From Publishers Weekly:
Intelligent, thoughtful and lucidly expressed, Engle's new novel portrays a man trying to come to terms with a void in his life. After selling his small chain of bookstores around Boston, Ben Morrison looks forward to a promised administrative position at a fledgling community college, with the possibility of a teaching job, too. But he has a strong feeling that his good fortune hasn't been earned, that catastrophe is waiting to strike, and he experiences a disquieting lack of direction as each day dawns. Ben feels distanced from his familyhis wife Lucky seems self-absorbed; his sons live far from home; his daughter Sarah, a lawyer, is having difficulty in her relationship with her lover Carl, a former activist with an uncertain future. In addition, Lucky's mother Faith, whose spirit Ben has long admired and whose insights he has relied upon, is dying. When Carl's past appears to imperil his application for a government-funded grant, Ben attempts to intervene and, in the process of untangling some consequences of Carl's actions, uncovers the roots of his own hopes and convictions. As Lucky plans her mother's 85th birthday celebration, Sarah announces she is pregnant, and Faith's condition worsens. Engel, head of Harvard's writing program and author of Fish and Voyager Belsky, conveys the subtle shifts of his characters' emotional equilibrium with respect and attention. Their conversation, in particular, is luminous, as carefully wrought and revealing as discourse in the novels of Henry James.

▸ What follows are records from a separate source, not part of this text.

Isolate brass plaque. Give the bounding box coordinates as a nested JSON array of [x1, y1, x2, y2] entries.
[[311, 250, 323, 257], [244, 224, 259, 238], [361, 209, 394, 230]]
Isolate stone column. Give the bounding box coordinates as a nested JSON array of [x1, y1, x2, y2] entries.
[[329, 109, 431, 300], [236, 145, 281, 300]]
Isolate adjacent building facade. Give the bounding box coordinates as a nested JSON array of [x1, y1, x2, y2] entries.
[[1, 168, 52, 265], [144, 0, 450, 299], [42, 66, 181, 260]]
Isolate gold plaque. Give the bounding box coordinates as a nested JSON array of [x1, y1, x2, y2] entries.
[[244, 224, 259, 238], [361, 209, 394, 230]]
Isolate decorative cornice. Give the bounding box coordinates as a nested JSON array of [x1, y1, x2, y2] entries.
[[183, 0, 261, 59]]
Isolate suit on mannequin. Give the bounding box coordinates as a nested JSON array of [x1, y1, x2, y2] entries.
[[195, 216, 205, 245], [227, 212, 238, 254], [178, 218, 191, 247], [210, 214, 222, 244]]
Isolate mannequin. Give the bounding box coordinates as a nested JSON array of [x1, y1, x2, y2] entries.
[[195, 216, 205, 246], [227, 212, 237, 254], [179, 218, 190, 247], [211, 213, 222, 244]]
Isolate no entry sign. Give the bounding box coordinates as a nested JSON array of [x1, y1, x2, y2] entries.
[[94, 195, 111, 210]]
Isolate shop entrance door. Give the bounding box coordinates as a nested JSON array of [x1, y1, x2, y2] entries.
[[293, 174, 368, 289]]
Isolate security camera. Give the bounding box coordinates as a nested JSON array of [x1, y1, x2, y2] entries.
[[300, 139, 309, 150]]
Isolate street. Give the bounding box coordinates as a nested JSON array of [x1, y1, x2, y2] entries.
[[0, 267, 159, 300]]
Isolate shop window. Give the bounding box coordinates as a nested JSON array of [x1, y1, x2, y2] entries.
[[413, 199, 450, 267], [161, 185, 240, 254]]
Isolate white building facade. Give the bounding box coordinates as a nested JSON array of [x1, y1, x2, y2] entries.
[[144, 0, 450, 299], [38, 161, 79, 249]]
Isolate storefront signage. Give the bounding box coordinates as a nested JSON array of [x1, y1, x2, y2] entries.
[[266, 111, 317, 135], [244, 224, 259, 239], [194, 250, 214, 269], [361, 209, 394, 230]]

Copyright 1988 Reed Business Information, Inc.
From Library Journal:
Having sold the small chain of bookshops he had owned and operated for over 30 years, Ben Morrison finds himself struggling for some purpose. Then a crisis in his daughter's life spurs him into action. He undertakes to help her longtime live-in boyfriend free himself from the specter of his student activist past so that he can gain the government-sponsored fellowship that would enable him to settle down and perhaps actually marry the girl. For Ben, however, the result is a heightened awareness of the individual's limited power to influence eventsand a realization that accepting this limit brings its own kind of comfort. This quiet, carefully crafted work will most likely appeal to older readers, who will appreciate its measured tone and understanding nature. David W. Henderson, Eckerd Coll. Lib., St. Petersburg, Fla.